Accessed Sophie's site before killing

An hour before he stabbed his ex-girlfriend Sophie Elliott to death, Clayton Weatherston was accessing her photo albums on Facebook, the High Court at Christchurch heard yesterday.

Kerry Baker, a member of the police electronic crime laboratory in Dunedin, was the last witness called by the Crown in its prosecution of 33-year-old Weatherston's trial for the murder of Miss Elliott.

Weatherston admits killing Miss Elliott, who was stabbed or cut 216 times, at her Ravensbourne home on January 9 last year, but he denies murdering her.

His trial before Justice Judith Potter and 11 jurors enters its 12th day of hearing today.

Mr Baker told the court he examined Weatherston's office computer from the University of Otago economics department and found Miss Elliott's Facebook site had been accessed and her photo albums viewed for several minutes until 11.39am on January 9.

Questions from defence counsel Judith Ablett-Kerr QC suggested Miss Elliott had been making regular visits to Weatherston's Facebook page followed by access to her former boyfriend's site.

Mr Baker agreed his analysis of Miss Elliott's Facebook logs indicated such a pattern was apparent from late December 2007 until January 7, 2008.

But he thought there appeared to be "something unusual going on here", that visits to Weatherston's page followed by visits to the other man's page might not have been a conscious action on her part.

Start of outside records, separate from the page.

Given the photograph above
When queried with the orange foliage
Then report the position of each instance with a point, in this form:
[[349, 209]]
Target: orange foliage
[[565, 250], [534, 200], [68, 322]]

It could be something to do with the way Miss Elliott's page operated, "maybe some sort of linkage between the two", Mr Baker said.

The distinct pattern made him think it was "some sort of automated thing going on in the background" and not necessarily Miss Elliott clicking between the sites.

"You're speculating about that," Mrs Ablett-Kerr suggested.

Mr Baker agreed but said it was "also speculation to say she's deliberately going from one [site] to the other".

To Justice Potter, the witness agreed he could not exclude the possibility there was something in the Facebook system which prompted the sequential entries as opposed to Miss Elliott prompting them herself.

It was definitely possible, he said.

He could not say there was not some internal prompt.

"If I had more time and could have done more research, I might have been able to be more definite," Mr Baker told the judge.

Evidence was read from Patrick Bain, one of the ambulance officers called to the Elliott house at 12.35pm on January 9, 2008.

Mr Bain checked Miss Elliott's carotid artery for a pulse but found none.

He then put four defibrillator leads on areas of skin already exposed.

He did not disturb any clothing.

At the close of the Crown evidence, Crown counsel Marie Grills read the jury an agreed list of facts.

The statement had been prepared so some witnesses would not be needed, Mrs Grills told the court.

She said Clayton Weatherston's defence lawyers agreed the knife used to kill Miss Elliott belonged to the accused and that he had it with him when he arrived at Miss Elliot's home shortly after noon on January 9, 2008.

The defence also agreed Weatherston's palm print was found on the blade of the knife recovered from between Sophie's thighs as she lay dead across her half-packed suitcase in her bedroom.

And they agreed his right palm print was found on the inside of Sophie's right thigh.

Also agreed was that Detective John Hedges, who took a written statement from the Crown witness Erin van de Water, did not recall her saying, either in the statement or in her deposition, that Miss Elliott had demonstrated to her the action of putting her arm across her throat while describing what Weatherston did to her the previous week at his flat.

The final agreed fact was that Weatherston was employed at Treasury between August 2002 and July 2003.